Bumbershoot Part II: Sonic Youth

I arrived outside Seattle Center and found a parking space less than two blocks from the gate. Then I got in line to go into the gate and saw the line going the other way into the stadium. The line kept going and going. In fact, it stretched all the way across the Seattle Center grounds. I had been looking forward to catching another act before I went into the stadium, but I grit my teeth and hopped in line. Fortunately, it moved along pretty quickly and before long I was inside listening to Modest Mouse. I’m not really a fan, but I noted that their singer seemed to be trying to do a Jim Morrison with a little bit of his baritone yelp, that is when he was singing instead of yelling.

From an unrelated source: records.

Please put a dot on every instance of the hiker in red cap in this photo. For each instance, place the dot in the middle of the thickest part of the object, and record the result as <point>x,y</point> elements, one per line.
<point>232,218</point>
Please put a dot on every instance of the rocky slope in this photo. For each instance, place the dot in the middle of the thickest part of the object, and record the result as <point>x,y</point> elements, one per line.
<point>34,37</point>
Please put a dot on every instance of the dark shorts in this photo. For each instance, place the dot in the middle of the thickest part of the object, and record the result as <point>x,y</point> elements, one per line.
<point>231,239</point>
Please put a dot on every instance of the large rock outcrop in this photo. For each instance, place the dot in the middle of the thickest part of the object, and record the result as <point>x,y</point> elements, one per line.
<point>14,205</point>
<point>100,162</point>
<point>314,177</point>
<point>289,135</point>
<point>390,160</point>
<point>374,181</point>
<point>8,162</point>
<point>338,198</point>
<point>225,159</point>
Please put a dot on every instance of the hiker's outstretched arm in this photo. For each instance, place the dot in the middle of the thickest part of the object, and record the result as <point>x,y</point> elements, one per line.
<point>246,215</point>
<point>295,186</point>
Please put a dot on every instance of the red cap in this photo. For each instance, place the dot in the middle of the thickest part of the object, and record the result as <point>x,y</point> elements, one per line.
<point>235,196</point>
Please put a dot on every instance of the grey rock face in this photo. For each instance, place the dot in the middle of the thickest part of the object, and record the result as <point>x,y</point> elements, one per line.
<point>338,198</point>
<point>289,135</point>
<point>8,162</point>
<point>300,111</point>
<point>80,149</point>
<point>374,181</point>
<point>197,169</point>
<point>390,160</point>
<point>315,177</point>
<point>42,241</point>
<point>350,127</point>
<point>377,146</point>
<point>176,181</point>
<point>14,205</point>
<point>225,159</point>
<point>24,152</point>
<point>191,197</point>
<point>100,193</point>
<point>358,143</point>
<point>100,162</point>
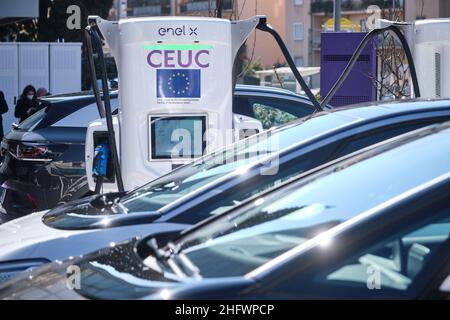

When all the Modest Mouse fans started leaving the stadium, I made my move–all the way up front to within about 15 feet of the security guards in front. Reached in my pocket for my earplugs–oops, still at home. Hoped that the sound system wasn’t as deafening as it was at the 9:30 Club, where I had last seen Sonic Youth in 1998–before all their gear got stolen, before Jim O’Rourke joined, before they released the mostly throwaway NYC Ghosts & Flowers and the brilliant Murray Street.

A commotion. Lee Ranaldo had hopped on stage to check some of the gear. We yelled, “Lee!” He turned around and grinned as he headed back offstage. A few minutes later, the band came out and plugged in. Thurston started with a few chords. “Kotton Krown.” Then “The Empty Page.” Then “Drunken Butterfly.” People started really getting into this one–crowd was moshing and some people started crowd surfing. But the energy was really good. Amazing, in fact. Then someone cut in front of me and just stood there. But the nice geek next to me (with whom I had discussed SourceForge prior to the show) and his girlfriend (who looked uncannily like Rory Gilmore) helped me get rid of him.

More incredible music. I don’t remember the order, but “Radical Adults Lick Godhead Style,” “Candle,” “Sympathy for the Strawberry” (Lee played keyboards and broke two guitar strings!), “Rain on Tin” (Jim O’Rourke got to do some amazing feedback), “Plastic Sun.” A few I’ve forgotten. Then Kim stepped up to the mic as Thurston hit “Kool Thing.” I thought the crowd had been going before, but I was wrong, wrong. The song didn’t miss Chuck D, and it had a nice moment where Kim said, “You gonna free us girls from male, white, corporate oppression? … We have this friend. She had to take most of her clothes off to sell records, her label said. Then the label said, ‘Mariah? You’re half naked, you need a makeover!’”

The band went offstage, then came back on and played “Disconnection Notice.” After the rest of the set, it felt somber and almost valedictory. This was the last set of their tour. Wind came up into Lee’s hair. They left the stage. I left the stadium and drove home.